This August, I will be making a journey that has come to represent more to me than perhaps it should. For the first time in my life, I will be going camping alone. Not completely alone. I’m sure I’ll be surrounded by hundreds, if not thousands of other campers. I’m going to the Grand Canyon. But I’m going without my husband, without my children, without my parents, or their snazzy recreational trailer. It’s something others do in their twenties, before they’ve gathered the artifacts of family life: the regular job, the spouse, the children with their constant needs for nourishment, protection, encouragement, guidance and patience. But I am a forty-plus woman, and I am going to borrow a car, and drive to the Canyon, and sit on its edge, and maybe even do some hiking. All by myself. I can barely imagine it.
It has come to represent the heart of my healing, of my learning to nurture myself. Writing that feels so cliché. It’s a response that I can see comes from my cynicism. I certainly don’t mean self-indulgence. I don’t mean finding myself. But that Canyon goes deep, and I need to look into something that deep. It is wide, and I need to feel the awe that is irrepressible when faced with that kind of grandeur, awe that silences even the most jaded cynic.

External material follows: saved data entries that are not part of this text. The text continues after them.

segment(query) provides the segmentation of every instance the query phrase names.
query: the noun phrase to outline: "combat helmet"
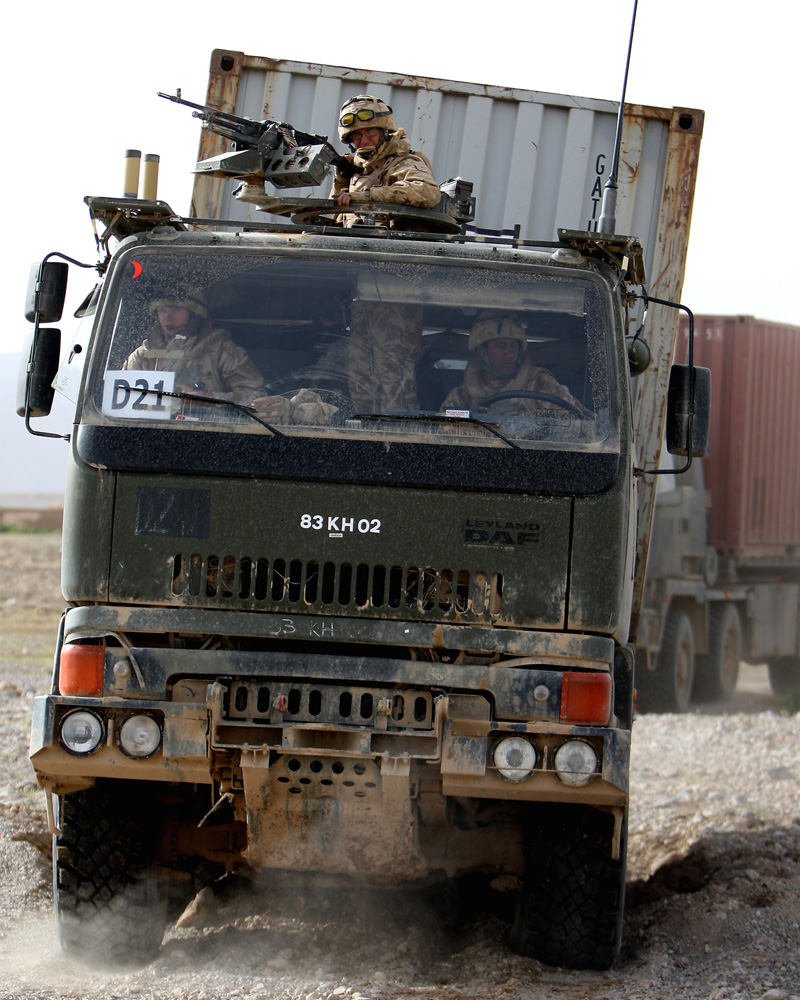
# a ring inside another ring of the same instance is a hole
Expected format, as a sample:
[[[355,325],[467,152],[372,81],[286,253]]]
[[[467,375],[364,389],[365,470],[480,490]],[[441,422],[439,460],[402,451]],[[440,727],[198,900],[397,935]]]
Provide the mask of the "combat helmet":
[[[379,128],[383,131],[385,143],[392,132],[397,131],[392,109],[389,105],[371,94],[359,94],[345,101],[339,111],[339,139],[350,145],[350,135],[362,128]]]
[[[202,288],[197,285],[187,285],[176,283],[174,285],[163,285],[156,293],[156,297],[150,302],[151,314],[156,313],[164,306],[174,306],[177,309],[188,309],[190,313],[206,319],[208,316],[208,306]]]
[[[515,371],[518,370],[528,346],[525,327],[522,323],[511,313],[482,312],[470,327],[469,350],[477,355],[486,371],[497,375],[498,373],[489,363],[489,355],[486,349],[492,340],[519,341],[520,348]]]

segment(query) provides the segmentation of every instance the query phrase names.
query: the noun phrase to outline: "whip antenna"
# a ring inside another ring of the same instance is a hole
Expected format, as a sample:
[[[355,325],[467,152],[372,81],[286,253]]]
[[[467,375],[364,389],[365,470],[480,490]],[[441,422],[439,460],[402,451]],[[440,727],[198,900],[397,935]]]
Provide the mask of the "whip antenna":
[[[614,157],[611,162],[611,173],[603,188],[603,201],[600,205],[600,219],[597,228],[601,233],[614,233],[617,228],[617,174],[619,172],[619,150],[622,145],[622,118],[625,114],[625,91],[628,87],[628,70],[631,65],[631,49],[633,48],[633,29],[636,25],[636,8],[639,0],[633,0],[633,18],[631,19],[631,34],[628,39],[628,58],[625,60],[625,79],[622,81],[622,100],[619,102],[617,115],[617,134],[614,138]]]

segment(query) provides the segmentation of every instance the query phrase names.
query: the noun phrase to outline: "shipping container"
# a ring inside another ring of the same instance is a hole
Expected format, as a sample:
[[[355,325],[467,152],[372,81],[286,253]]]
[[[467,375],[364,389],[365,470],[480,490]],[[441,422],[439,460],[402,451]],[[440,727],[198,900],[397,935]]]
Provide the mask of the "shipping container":
[[[529,240],[555,240],[558,228],[597,229],[614,147],[616,101],[319,66],[227,49],[213,52],[209,74],[206,103],[211,107],[327,135],[341,152],[347,152],[336,135],[341,105],[360,93],[380,97],[394,109],[412,147],[431,161],[440,184],[451,177],[473,182],[478,229],[518,227]],[[694,108],[625,108],[616,230],[641,240],[656,296],[680,294],[674,276],[683,274],[703,119]],[[198,160],[226,148],[226,140],[203,132]],[[197,175],[192,214],[263,221],[263,213],[233,197],[237,186],[237,181]],[[327,188],[324,194],[305,190],[315,198],[328,193]],[[663,226],[668,214],[681,223]]]
[[[688,326],[681,320],[685,350]],[[739,562],[800,558],[800,327],[696,316],[711,369],[709,543]]]
[[[711,370],[709,453],[664,476],[637,640],[640,707],[732,694],[739,662],[800,683],[800,327],[694,318]],[[681,318],[676,356],[688,356]]]

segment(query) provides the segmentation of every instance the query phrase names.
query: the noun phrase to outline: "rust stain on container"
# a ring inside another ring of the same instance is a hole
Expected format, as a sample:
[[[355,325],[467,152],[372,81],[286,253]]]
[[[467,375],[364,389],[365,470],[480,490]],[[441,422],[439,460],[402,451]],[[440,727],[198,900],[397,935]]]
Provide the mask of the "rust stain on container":
[[[243,52],[228,49],[214,49],[208,72],[208,90],[205,103],[220,111],[233,113],[239,96],[239,81],[245,60]],[[197,159],[208,159],[225,152],[228,142],[222,136],[203,129]],[[225,193],[225,180],[217,177],[195,177],[192,194],[191,214],[199,219],[219,218],[220,207]]]
[[[656,116],[659,109],[648,108]],[[657,298],[679,302],[683,289],[686,250],[689,243],[695,179],[700,156],[704,115],[693,108],[673,108],[670,112],[669,149],[664,171],[664,198],[661,201],[661,231],[648,290]],[[675,220],[667,225],[667,220]],[[644,383],[636,401],[636,439],[645,442],[637,455],[639,468],[656,469],[666,418],[666,387],[675,350],[678,312],[654,305],[648,311],[645,339],[653,353],[652,366],[657,377]],[[644,590],[650,528],[655,507],[655,490],[639,491],[636,568],[634,574],[633,621],[638,621]],[[635,626],[633,629],[635,634]]]

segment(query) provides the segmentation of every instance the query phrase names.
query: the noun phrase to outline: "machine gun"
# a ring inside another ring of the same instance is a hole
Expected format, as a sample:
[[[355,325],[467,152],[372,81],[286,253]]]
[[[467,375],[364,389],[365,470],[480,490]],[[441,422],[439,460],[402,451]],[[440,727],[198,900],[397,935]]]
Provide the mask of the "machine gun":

I hope I’m not putting too much meaning into this journey. I don’t expect a miracle cure. I don’t think I’ll discover the secret to forgiveness on the South Rim. I’m not closing any doors; you never know. But I don’t have great expectations. I think, if nothing else, it’s having four days and three nights where no one asks me for anything. It’s so hard to remember what that is like.
There is a voice inside me. I hear her when I write, when I crack open and bleed on the page. I know it is real. I listen to her sing in my dreams, and I try to remember the melodies when I wake. It is because of her that the duct tape and baling wire that held me to together failed. She knew I needed to get to the heart of the matter, and start to really heal. She showed me my name. She is my guide on the path. I can trust her. But I have not learned how to make her my center. I have only recently discovered that she exists. I’m going to hang out with her on the Rim. Maybe even take a hike with her.